Although you create only one task for a communicating job, the
system copies this task for each worker that runs the job. For example,
if a communicating job runs on four workers, the Tasks
property
of the job contains four task objects. The first task in the job’s Tasks
property
corresponds to the task run by the worker whose labindex
is 1
, and
so on, so that the ID
property for the task object
and labindex
for the worker that ran that task
have the same value. Therefore, the sequence of results returned by
the fetchOutputs
function
corresponds to the value of labindex
and to the
order of tasks in the job’s Tasks
property.
Because code running in one worker for a communicating job can
block execution until some corresponding code executes on another
worker, the potential for deadlock exists in communicating jobs. This
is most likely to occur when transferring data between workers or
when making code dependent upon the labindex
in
an if
statement. Some examples illustrate common
pitfalls.
Suppose you have a codistributed array D
,
and you want to use the gather
function
to assemble the entire array in the workspace of a single worker.
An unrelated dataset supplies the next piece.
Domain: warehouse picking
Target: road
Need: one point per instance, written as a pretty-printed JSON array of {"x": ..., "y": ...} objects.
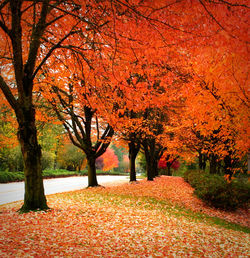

if labindex == 1 assembled = gather(D); end
The reason this fails is because the gather
function
requires communication between all the workers across which the array
is distributed. When the if
statement limits execution
to a single worker, the other workers required for execution of the
function are not executing the statement. As an alternative, you can
use gather
itself to collect the data into the
workspace of a single worker: assembled = gather(D, 1)
.
In another example, suppose you want to transfer data from every
worker to the next worker on the right (defined as the next higher labindex
).
First you define for each worker what the workers on the left and
right are.
from_lab_left = mod(labindex - 2, numlabs) + 1; to_lab_right = mod(labindex, numlabs) + 1;
Then try to pass data around the ring.
labSend (outdata, to_lab_right); indata = labReceive(from_lab_left);
The reason this code might fail is because, depending on the
size of the data being transferred, the labSend
function
can block execution in a worker until the corresponding receiving
worker executes its labReceive
function.
In this case, all the workers are attempting to send at the same time,
and none are attempting to receive while labSend
has
them blocked. In other words, none of the workers get to their labReceive
statements
because they are all blocked at the labSend
statement.
To avoid this particular problem, you can use the labSendReceive
function.